Although mosquitoes may drive you crazy with their biting, they are an important part of nature. Mosquitoes are food for many animals. Some bats eat 600 mosquitoes in just one hour of hunting. Mosquitoes also help pollinate flowers when drinking nectar.
Next time you hear EEEEE, try to think of something positive about mosquitoes. They may irritate you with their biting, but they are important to have around.
Mayflies are classified in the order Ephemeroptera (e-fa-mer-OP-ter-a). This long, funny name comes from Greek words that mean “living a day.” This is a good name for mayflies; as adults they only live for a few hours or days.
Mayfly adults are gray, brown or yellow in color. They have a slender abdomen that slants upward with two or three long “tails” at the end. Their front wings are large and shaped like a triangle. The wings look a bit like the sail on a sailboat. Their back wings are very small and often difficult to see. Some mayflies do not have back wings at all.
Adult mayflies have one thing to do as adults. They need to mate and lay eggs. Adult mayflies cannot eat. Their mouths are small and not made for eating. This is one reason why they die soon after becoming adults. Male mayflies gather in large swarms. They move in a kind of dance together looking for females. Females lay their eggs in different ways. It all depends on the type of mayfly. Some mayflies fly close to the water, dip their abdomen on the water surface and lay the eggs while flying. Other females lay their eggs in strands attached to plants and other things in the water. Some just lay their eggs and let the eggs fall where they may. The females will die as soon as their eggs are laid. The males die after mating.

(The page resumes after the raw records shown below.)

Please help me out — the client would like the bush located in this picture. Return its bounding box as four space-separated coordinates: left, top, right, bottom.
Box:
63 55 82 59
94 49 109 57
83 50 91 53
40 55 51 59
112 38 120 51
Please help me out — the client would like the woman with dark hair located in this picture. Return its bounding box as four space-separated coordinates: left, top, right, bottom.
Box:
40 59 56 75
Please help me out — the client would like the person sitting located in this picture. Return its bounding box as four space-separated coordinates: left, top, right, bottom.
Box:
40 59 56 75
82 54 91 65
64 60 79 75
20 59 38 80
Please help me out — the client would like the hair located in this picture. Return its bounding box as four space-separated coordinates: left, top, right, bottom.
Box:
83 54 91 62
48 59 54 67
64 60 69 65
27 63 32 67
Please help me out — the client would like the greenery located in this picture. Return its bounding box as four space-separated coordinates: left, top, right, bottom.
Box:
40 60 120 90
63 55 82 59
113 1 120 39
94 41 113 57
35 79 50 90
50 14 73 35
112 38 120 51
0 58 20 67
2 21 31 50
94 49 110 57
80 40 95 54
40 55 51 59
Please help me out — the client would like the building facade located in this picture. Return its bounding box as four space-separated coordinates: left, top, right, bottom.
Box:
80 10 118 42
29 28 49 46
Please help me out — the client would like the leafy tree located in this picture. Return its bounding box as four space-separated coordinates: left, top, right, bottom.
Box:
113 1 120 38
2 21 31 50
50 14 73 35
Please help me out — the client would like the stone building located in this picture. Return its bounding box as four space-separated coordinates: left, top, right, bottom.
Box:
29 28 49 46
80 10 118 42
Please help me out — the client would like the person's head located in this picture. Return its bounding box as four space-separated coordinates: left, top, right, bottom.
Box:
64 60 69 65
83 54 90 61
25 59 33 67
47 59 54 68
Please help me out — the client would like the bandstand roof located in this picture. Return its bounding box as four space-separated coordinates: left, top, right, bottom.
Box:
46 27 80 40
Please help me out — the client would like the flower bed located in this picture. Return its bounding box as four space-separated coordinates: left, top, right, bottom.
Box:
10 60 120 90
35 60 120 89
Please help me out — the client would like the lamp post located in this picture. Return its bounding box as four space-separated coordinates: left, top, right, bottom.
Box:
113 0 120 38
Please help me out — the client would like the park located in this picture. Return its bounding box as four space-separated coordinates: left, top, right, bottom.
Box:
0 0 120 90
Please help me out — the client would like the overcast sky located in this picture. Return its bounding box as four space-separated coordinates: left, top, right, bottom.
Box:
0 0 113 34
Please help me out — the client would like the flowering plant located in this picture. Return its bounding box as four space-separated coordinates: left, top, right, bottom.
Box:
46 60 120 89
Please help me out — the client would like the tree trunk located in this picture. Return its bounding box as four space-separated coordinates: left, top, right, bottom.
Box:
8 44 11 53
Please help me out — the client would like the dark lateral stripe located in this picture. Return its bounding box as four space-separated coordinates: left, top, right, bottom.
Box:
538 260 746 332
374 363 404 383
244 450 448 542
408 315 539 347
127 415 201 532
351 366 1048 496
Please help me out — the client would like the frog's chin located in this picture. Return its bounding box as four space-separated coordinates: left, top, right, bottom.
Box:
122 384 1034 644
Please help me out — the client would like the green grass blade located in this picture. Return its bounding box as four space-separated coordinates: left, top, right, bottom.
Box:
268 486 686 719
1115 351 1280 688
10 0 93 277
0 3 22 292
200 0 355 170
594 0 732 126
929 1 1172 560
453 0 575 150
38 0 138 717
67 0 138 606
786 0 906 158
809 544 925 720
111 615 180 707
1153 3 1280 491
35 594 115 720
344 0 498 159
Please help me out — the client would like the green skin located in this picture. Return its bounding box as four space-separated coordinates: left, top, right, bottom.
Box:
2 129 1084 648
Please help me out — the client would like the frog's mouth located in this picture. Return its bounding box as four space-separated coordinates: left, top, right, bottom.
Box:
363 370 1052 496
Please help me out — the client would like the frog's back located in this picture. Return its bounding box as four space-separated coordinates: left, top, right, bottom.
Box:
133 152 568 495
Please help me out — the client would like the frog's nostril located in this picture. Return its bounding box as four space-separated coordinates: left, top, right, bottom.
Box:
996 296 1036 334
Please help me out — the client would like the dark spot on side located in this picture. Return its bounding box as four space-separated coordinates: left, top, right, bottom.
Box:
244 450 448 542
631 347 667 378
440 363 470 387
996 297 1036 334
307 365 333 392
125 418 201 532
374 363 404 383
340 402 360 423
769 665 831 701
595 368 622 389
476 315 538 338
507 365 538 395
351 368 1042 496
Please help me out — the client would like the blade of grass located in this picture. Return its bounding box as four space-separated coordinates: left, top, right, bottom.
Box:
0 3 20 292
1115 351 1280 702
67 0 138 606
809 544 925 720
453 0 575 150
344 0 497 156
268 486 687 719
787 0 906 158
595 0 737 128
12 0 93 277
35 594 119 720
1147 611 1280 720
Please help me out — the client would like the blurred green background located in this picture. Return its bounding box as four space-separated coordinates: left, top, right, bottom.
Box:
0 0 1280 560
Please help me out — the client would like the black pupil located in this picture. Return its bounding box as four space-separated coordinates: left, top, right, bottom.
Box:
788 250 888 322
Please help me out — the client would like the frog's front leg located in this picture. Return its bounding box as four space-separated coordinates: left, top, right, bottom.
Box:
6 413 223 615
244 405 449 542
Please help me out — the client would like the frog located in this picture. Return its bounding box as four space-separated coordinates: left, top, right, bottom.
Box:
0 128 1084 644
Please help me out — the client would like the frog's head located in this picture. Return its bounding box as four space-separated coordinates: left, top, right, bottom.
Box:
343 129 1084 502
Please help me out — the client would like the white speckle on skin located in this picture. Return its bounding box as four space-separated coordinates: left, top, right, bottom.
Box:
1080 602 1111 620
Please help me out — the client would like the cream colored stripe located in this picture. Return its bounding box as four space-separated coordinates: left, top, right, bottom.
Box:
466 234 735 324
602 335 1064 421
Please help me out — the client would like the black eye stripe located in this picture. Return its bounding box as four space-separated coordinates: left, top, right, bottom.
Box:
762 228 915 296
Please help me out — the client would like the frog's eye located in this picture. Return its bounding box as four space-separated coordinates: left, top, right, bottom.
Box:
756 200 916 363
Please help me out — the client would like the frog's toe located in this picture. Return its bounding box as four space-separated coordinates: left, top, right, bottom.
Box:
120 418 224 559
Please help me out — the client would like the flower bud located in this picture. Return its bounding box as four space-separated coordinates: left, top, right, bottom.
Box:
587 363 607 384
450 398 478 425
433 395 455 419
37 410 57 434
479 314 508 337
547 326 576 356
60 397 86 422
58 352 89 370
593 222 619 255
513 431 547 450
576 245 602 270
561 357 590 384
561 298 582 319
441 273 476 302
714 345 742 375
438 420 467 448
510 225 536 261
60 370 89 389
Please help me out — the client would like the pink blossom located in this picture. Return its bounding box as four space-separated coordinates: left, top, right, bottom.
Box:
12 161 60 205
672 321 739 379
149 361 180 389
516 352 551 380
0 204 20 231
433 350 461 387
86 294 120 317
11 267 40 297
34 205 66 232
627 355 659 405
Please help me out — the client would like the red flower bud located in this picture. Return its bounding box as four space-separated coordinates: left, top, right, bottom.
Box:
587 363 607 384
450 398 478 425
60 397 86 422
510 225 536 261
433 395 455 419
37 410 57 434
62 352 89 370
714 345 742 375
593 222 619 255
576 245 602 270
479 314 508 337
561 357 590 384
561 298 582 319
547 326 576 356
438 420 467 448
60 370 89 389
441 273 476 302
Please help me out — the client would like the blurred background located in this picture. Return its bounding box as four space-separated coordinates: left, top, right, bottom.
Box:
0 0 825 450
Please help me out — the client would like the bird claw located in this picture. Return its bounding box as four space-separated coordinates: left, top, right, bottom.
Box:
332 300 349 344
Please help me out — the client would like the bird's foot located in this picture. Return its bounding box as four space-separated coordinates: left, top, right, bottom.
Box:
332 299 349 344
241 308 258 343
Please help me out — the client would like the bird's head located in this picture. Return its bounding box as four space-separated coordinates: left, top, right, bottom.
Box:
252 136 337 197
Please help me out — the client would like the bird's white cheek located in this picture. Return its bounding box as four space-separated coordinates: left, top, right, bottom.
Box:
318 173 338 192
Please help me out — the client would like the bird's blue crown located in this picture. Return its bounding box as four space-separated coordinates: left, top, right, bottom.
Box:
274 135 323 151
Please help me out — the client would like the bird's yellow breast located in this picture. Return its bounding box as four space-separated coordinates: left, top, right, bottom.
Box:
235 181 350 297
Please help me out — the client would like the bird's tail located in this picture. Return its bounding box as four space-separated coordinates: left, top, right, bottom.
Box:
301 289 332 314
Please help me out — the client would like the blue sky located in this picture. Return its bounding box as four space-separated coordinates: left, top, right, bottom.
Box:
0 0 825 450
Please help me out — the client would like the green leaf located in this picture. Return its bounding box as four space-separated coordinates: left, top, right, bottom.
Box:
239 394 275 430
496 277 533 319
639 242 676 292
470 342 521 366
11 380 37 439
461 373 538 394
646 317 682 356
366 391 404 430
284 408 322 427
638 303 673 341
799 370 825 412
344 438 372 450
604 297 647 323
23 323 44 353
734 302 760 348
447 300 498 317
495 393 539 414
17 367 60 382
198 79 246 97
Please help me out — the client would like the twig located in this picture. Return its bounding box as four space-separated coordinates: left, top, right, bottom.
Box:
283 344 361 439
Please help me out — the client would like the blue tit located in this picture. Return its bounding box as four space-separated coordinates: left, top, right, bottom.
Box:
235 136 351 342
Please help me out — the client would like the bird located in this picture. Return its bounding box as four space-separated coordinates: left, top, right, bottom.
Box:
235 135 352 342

Mayfly eggs may hatch very quickly. Some eggs will hatch as soon as they hit the water. Others may take a while longer. A naiad (NI-add) emerges from the egg. They have biting mouthparts. Most mayfly naiads are scavengers. They scrape algae from rocks in the water and eat whatever plants or tiny water animals they can find. The color of a naiad may be green or brown. Their color varies depending on what they eat! Naiads may stay in the water for up to four years. When they leave the water they molt. This mayfly is called a subimago. Subimagoes have cloudy or smoky wings. Think of them sort of like short-lived teenagers. They molt and then they are adults. The adult mayflies have clear wings. Mayflies are the only insects that molt after they have wings!
Mayflies really are marvelous. Look for mayflies in the spring and summer. They are not only seen in the month of May!